Before we speak of individual mountains and their shapes, it is important to bear in mind another fact about mountain-chains; namely, that they are very low in proportion to their breadth and length. The great heights reached by some mountains produce such a powerful impression on our senses that we hardly realise how very insignificant they really are. It is only by drawing them on a true scale that we can realise this. The surface of the earth is so vast that even the highest mountains are in proportion but as the little roughnesses on the skin of an orange. Fig. 2 (see chap, vii., p. [236]) represents a section through the Highlands, drawn on the same scale for height as for length.
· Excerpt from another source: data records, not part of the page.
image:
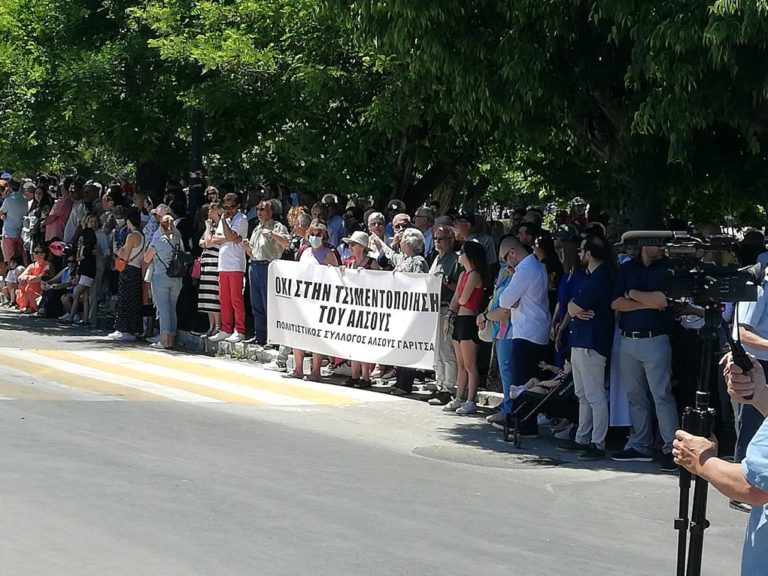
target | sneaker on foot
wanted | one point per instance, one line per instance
(275, 366)
(631, 455)
(592, 453)
(453, 405)
(219, 336)
(468, 407)
(668, 463)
What has been said about the Highland plateau applies equally well to many other mountain-ranges. Mr. Ruskin observed something rather similar in the Alps. He says,—

"The longer I stayed in the Alps, and the more closely I examined them, the more I was struck by the one broad fact of there being a vast Alpine plateau, or mass of elevated land, upon which nearly all the highest peaks stood like children set upon a table, removed, in most cases, far back from the edge of the plateau, as if for fear of their falling; ... and for the most part the great peaks are not allowed to come to the edge of it, but remain like the keeps of castles, withdrawn, surrounded league beyond league by comparatively level fields of mountains, over which the lapping sheets of glaciers writhe and flow, foaming about the feet of the dark central crests like the surf of an enormous sea-breaker hurled over a rounded rock and islanding some fragment of it in the midst. And the result of this arrangement is a kind of division of the whole of Switzerland into an upper and a lower mountain world,—the lower world consisting of rich valleys, bordered by steep but easily accessible, wooded banks of mountain, more or less divided by ravines, through which glimpses are caught of the higher Alps; the upper world, reached after the first steep banks of three thousand or four thousand feet in height have been surmounted, consisting of comparatively level but most desolate tracts of moor and rock, half covered by glacier, and stretching to the feet of the true pinnacles of the chain."

He then points out the wisdom of this arrangement, and shows how it protects the inhabitants from falling blocks and avalanches; and moreover, the masses of snow, if cast down at once into the warmer air, would melt too fast and cause furious inundations.